El operador postal público estima que «los envíos urgentes tienen unas consecuencias de las que los consumidores no son muchas veces conscientes« y, al mismo tiempo, aprovecha para acercar el ascua a su sardina para reducir el número de expediciones a las puertas del máximo pico estacional de un ejercicio marcado por los cambios que ha introducido en los hábitos de consumo la crisis sanitaria.

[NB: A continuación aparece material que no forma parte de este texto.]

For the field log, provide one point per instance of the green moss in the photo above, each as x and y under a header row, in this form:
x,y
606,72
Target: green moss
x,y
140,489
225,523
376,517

En consecuencia, los responsables de la empresa pública llama a realizar «un uso más inteligente y responsable del servicio de paquetería», lo que permitrá «optimizar las rutas de los diferentes medios de transporte», especialmente en la última milla.

Los sindicatos a lo suyo

Por otra parte, los sindicatos acusan a la dirección de Correos de anteponer la campaña a la salud de los trabajadores en plena pandemia, por lo que tienen previsto convocar concentraciones y paros a lo largo de estos dos últimos meses de 2020 en los que se dispara la actividad.

La crisis sanitaria ha supuesto un fuerte incremento de los envíos asociados al comercio electrónico, algo que podría incrementarse en las últimas seis semanas del ejercicio, pese a que las inversiones en equipos y más personal parecen contenidas ante las dificultades económicas que está generando la pandemia.